Play safety standards to undergo changes

Bumps, bruises and even a broken limb are part of learning through play, indicate some proposed changes to safety standards for children's play equipment and surfacing.

Keith Dalton uses events to explain the changes to safety standards - photo: HW
Keith Dalton uses events to explain the changes to safety standards - photo: HW

Major revisions have been made to BS EN 1176 / 1177 - the Safety Standards for Children's Playground Equipment and Surfacing - and include the idea that play areas must provide a balance between safety and challenge.

The Play Inspection Company's managing director Keith Dalton, who is technical director of the Register of Playground Inspectors, said: "Children need to learn to cope with risk and this may lead to bumps, bruises and even occasionally a broken limb.

"This is one of the principal changes written in the standards.
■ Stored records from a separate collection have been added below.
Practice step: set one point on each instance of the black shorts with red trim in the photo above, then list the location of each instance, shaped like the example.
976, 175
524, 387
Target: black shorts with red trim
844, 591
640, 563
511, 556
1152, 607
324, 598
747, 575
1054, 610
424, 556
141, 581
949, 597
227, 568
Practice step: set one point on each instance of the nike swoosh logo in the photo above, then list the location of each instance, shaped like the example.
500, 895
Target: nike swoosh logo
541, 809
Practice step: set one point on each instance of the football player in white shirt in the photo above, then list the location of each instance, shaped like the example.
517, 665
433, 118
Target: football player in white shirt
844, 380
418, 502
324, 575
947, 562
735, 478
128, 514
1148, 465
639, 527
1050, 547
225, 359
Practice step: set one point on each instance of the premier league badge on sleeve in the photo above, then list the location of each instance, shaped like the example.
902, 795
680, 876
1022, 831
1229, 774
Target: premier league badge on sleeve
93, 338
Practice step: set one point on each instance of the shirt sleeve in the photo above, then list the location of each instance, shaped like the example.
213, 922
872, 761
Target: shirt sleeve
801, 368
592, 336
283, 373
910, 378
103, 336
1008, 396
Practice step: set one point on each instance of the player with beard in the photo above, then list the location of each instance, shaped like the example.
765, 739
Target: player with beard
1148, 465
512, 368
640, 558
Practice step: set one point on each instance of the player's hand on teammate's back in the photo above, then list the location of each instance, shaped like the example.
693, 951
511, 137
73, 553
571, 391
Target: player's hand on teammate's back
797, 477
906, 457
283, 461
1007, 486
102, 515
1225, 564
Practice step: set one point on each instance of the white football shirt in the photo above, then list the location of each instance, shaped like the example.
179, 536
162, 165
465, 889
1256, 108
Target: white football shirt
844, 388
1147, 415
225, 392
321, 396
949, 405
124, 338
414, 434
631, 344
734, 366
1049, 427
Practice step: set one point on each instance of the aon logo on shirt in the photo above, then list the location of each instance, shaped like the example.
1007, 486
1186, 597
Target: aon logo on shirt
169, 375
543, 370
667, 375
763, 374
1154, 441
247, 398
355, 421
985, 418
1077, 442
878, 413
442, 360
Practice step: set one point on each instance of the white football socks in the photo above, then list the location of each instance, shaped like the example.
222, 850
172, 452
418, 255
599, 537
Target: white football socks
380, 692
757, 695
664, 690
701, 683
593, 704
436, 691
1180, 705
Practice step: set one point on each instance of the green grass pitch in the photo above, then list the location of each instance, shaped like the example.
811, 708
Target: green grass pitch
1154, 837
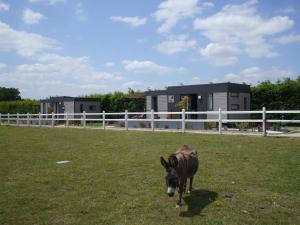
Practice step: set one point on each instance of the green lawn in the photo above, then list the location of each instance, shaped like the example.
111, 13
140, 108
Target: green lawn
115, 177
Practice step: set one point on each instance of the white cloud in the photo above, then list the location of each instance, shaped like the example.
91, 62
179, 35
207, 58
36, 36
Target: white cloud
148, 67
109, 64
208, 5
141, 40
132, 21
2, 66
287, 39
170, 12
54, 74
287, 10
133, 84
31, 17
220, 55
24, 43
79, 11
241, 26
50, 74
50, 2
176, 44
255, 74
4, 6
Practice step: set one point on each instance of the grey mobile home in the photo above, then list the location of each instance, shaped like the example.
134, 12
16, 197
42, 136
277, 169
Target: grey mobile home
204, 97
65, 104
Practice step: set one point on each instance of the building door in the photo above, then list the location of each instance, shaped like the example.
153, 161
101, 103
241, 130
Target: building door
193, 105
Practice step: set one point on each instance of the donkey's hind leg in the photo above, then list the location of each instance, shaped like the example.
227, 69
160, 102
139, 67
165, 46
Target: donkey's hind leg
191, 185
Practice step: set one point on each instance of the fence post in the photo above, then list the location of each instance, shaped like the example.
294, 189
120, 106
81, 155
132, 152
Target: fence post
220, 121
126, 120
52, 120
40, 122
152, 120
103, 119
84, 120
183, 121
67, 120
27, 119
264, 117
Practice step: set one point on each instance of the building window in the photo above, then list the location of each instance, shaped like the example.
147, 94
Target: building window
234, 94
210, 102
92, 108
155, 107
235, 107
245, 103
171, 99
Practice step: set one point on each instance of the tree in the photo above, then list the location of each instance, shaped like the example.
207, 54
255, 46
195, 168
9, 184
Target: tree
282, 95
7, 94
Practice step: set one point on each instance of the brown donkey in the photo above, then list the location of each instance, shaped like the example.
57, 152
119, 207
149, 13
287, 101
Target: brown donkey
180, 166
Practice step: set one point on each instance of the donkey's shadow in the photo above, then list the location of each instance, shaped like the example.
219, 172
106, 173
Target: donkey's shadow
197, 201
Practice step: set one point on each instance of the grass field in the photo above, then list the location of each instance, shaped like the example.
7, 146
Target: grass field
116, 178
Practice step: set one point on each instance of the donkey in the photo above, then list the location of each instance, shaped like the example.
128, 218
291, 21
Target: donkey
180, 166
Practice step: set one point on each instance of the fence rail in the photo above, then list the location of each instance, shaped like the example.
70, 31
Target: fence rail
127, 117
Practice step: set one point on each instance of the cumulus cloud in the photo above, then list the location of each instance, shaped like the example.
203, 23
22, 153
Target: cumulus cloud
170, 12
79, 12
53, 74
50, 73
255, 74
148, 67
109, 64
176, 44
50, 2
132, 21
4, 6
133, 84
31, 17
287, 39
287, 10
24, 43
2, 66
220, 55
241, 26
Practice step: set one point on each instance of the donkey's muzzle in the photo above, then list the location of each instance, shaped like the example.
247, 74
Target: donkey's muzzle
170, 194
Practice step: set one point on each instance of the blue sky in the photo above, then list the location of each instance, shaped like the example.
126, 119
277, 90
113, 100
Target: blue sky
64, 47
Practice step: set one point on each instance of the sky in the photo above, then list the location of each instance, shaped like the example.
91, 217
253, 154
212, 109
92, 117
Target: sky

The aim of this standard is to prevent accidents with a disabling or fatal consequence - play areas need to provide a balance between safety and challenge."

The new standard was published on 31 July and Dalton has been running training events to raise awareness of the changes, along with Wicksteed Leisure's technical manager Rob Davies.

Davies explained to visitors at IoG Saltex that changes had been made to entrapment tests, as well as to definitions over climbing equipment, means of access and surfaces. He added that specific rules on grass surfaces had been written into the BS rules for the UK.

Dalton explained that the most important part of play area design was allowing children to take risks in a controlled environment.

"It can be used where the maximum fall height from equipment is less than 1.5m and the grass must have at least 150mm of soil under it."

It gives us another surface as well as the synthetic surfaces we already use," said Davies.